Demain je voterai pour le TCE. Les explications de Versac, Damien et Eolas (qui pleure dans les commentaires parce que je l'avais oublié, mais je suis paresseux et son billet est enfoui dans les archives de Publius, il est long et il se moque de nous avec son agneau à 6€ le kilo alors que le plombier polonais c'est moins cher, n'est-ce pas Maître ? ;-)), et dans l'ensemble l'admirable travail de fond qu'ont effectué les rédacteurs de Publius m'ont convaincu, plus que tous les discours politiques, que le oui est un pas en avant et la seule réponse à même de permettre un progrès plus important à courte échéance via le parlement Européen et l'action politique au sens large (j'y inclus le référendum d'initiative populaire, que je ne vois pas du tout comme un gadget). J'exprime un oui mais, une volonté d'aller de l'avant qui ne s'arrête pas à ce traité. Le non, j'en suis convaincu, ne sera certes pas la fin du monde mais certainement la voie la plus lente et la plus difficile pour avancer à nouveau puisqu'elle signifie le maintien, pour toute décision, d'une unanimité à 25. Et quand je vois la désunion et le folklore, ambiance cours des miracles, des partisans du non, il est clair que ce ne sont pas eux qui feront avancer quoi que ce soit en Europe demain.
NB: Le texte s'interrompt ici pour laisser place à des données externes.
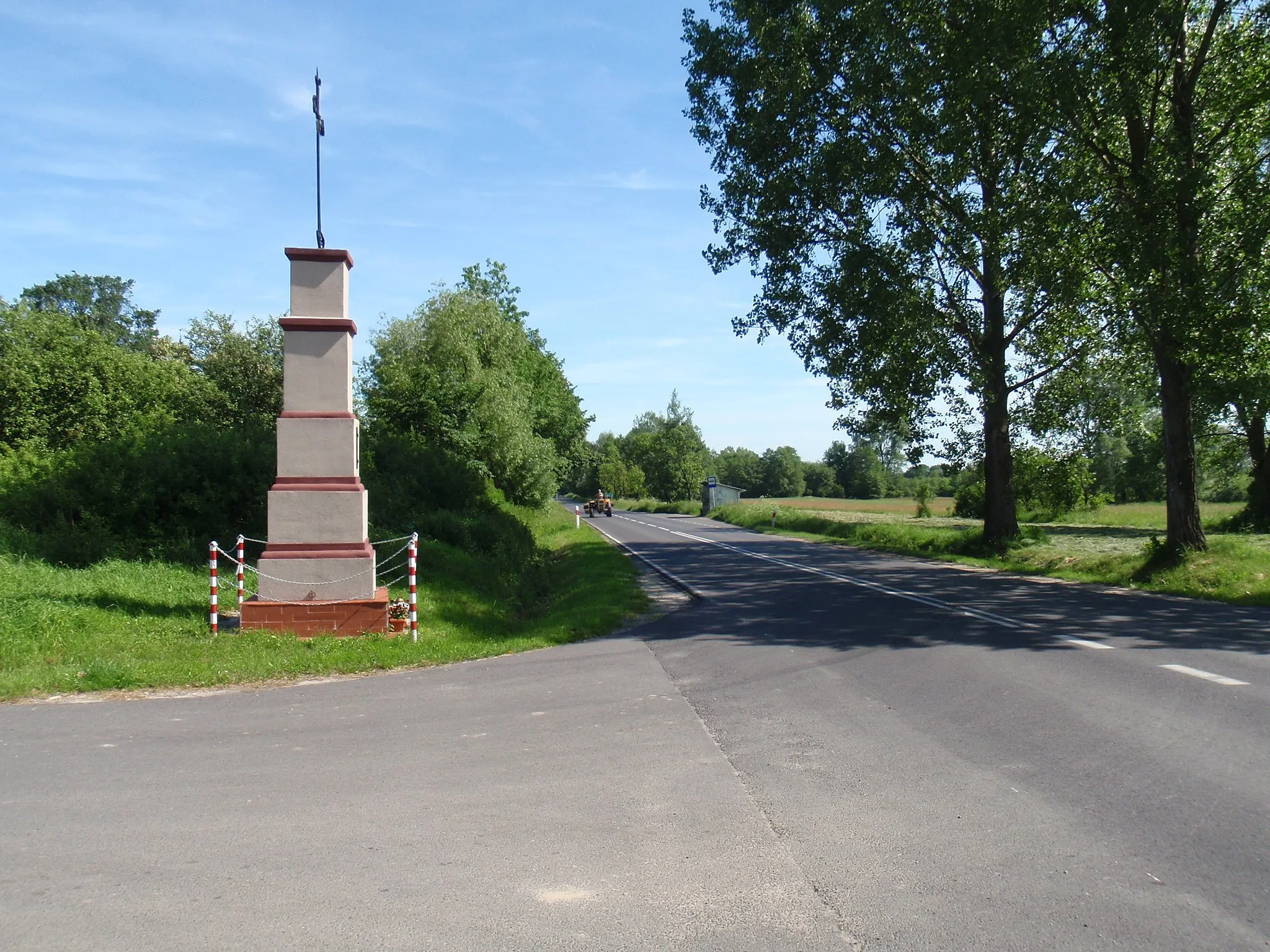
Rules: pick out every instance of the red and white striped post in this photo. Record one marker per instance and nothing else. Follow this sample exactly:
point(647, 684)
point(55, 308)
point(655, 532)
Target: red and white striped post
point(241, 573)
point(412, 552)
point(211, 564)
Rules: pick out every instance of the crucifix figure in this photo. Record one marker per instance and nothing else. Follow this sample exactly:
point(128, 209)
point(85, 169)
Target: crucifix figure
point(322, 131)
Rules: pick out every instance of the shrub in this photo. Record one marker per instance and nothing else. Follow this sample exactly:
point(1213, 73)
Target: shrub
point(968, 499)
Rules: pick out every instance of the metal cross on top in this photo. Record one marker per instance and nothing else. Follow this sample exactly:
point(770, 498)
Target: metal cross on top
point(322, 131)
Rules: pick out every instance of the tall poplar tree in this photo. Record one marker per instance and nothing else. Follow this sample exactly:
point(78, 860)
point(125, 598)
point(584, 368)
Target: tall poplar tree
point(1168, 103)
point(888, 168)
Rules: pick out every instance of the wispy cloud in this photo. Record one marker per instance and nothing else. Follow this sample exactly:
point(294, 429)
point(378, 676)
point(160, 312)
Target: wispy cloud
point(638, 180)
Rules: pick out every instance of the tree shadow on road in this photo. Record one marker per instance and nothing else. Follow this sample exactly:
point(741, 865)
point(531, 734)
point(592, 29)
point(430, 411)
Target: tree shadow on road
point(771, 603)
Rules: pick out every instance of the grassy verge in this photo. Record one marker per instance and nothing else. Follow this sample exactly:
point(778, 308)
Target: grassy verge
point(1235, 569)
point(685, 507)
point(144, 625)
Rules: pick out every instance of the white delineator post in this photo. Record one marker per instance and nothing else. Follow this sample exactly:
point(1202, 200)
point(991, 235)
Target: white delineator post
point(319, 549)
point(211, 564)
point(412, 563)
point(241, 549)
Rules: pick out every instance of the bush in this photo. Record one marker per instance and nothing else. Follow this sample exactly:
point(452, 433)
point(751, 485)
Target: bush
point(153, 494)
point(1052, 484)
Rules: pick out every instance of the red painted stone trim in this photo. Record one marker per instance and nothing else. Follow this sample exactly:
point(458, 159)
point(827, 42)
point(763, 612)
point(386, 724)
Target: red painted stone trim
point(329, 324)
point(309, 619)
point(318, 550)
point(318, 484)
point(321, 254)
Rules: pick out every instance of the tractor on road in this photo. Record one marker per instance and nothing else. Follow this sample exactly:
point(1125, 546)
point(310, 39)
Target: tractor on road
point(602, 503)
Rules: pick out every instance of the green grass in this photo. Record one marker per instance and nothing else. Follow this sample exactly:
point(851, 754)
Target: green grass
point(1142, 516)
point(685, 507)
point(144, 625)
point(1235, 569)
point(897, 506)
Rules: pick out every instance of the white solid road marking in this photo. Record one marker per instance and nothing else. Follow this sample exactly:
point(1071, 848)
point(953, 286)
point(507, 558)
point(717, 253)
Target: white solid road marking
point(657, 566)
point(1206, 676)
point(851, 580)
point(1085, 643)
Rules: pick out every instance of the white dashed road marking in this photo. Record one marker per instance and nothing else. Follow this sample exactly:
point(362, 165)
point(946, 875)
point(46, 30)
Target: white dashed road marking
point(1206, 676)
point(851, 580)
point(1086, 643)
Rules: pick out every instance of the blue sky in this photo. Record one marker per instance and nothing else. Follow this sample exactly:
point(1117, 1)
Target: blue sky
point(172, 144)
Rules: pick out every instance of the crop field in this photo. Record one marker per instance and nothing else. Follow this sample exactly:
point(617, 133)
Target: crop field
point(133, 625)
point(1116, 545)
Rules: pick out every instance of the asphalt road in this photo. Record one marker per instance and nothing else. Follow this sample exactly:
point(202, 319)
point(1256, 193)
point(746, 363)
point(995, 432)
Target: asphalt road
point(833, 749)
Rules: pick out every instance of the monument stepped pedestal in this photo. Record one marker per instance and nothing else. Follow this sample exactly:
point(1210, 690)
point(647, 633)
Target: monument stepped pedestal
point(318, 569)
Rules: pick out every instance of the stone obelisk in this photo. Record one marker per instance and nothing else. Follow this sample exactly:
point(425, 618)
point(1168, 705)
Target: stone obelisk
point(318, 569)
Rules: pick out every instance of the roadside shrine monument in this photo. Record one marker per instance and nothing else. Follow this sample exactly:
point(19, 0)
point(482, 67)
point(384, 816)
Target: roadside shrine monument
point(318, 568)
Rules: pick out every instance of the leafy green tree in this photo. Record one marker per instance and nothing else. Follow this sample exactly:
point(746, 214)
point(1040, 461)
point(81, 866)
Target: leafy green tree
point(739, 467)
point(858, 469)
point(888, 169)
point(558, 413)
point(670, 451)
point(454, 374)
point(1165, 107)
point(821, 482)
point(783, 472)
point(618, 478)
point(1052, 483)
point(102, 304)
point(63, 382)
point(244, 366)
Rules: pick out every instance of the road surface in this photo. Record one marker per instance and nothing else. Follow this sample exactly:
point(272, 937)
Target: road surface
point(831, 749)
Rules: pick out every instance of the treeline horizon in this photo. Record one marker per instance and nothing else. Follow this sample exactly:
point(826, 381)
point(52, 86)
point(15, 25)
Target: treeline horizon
point(120, 442)
point(665, 456)
point(1034, 226)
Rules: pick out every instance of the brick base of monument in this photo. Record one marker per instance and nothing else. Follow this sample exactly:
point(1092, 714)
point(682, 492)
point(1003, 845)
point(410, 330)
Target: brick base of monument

Vous n'êtes pas satisfaits par ce traité ? Votez oui pour donner plus de pouvoirs à vos représentants politiques au parlement Européen et faites les agir. Voter non, c'est leur mettre un énorme boulet au pied, pas vraiment la meilleure façon de faire changer les choses. En fait le non me fait penser au cercle vicieux des blocages vertébraux. D'abord quand on se coince une vertèbre, on a rarement mal à l'endroit précis du blocage, la douleur est souvent déplacée. Ensuite, les muscles ont tendance à se crisper et tordent encore plus la vertèbre, ce qui empire la douleur. Il faut savoir se relaxer pour remettre les choses en place, et ça demande de lutter contre un réflexe naturel, c'est contre-intuitif. Et, peut-être, encore une fois, la nullité de nos hommes politiques à expliquer leur action* a été source de crispation, j'en veux pour preuve que ce sont des actions citoyennes comme celle de Publius qui ont relevé le débat. Voter non, c'est se crisper un peu plus. Voter oui maintenant, et pour des représentants qui agissent aux prochaines élections européennes, voilà une prophylaxie réaliste.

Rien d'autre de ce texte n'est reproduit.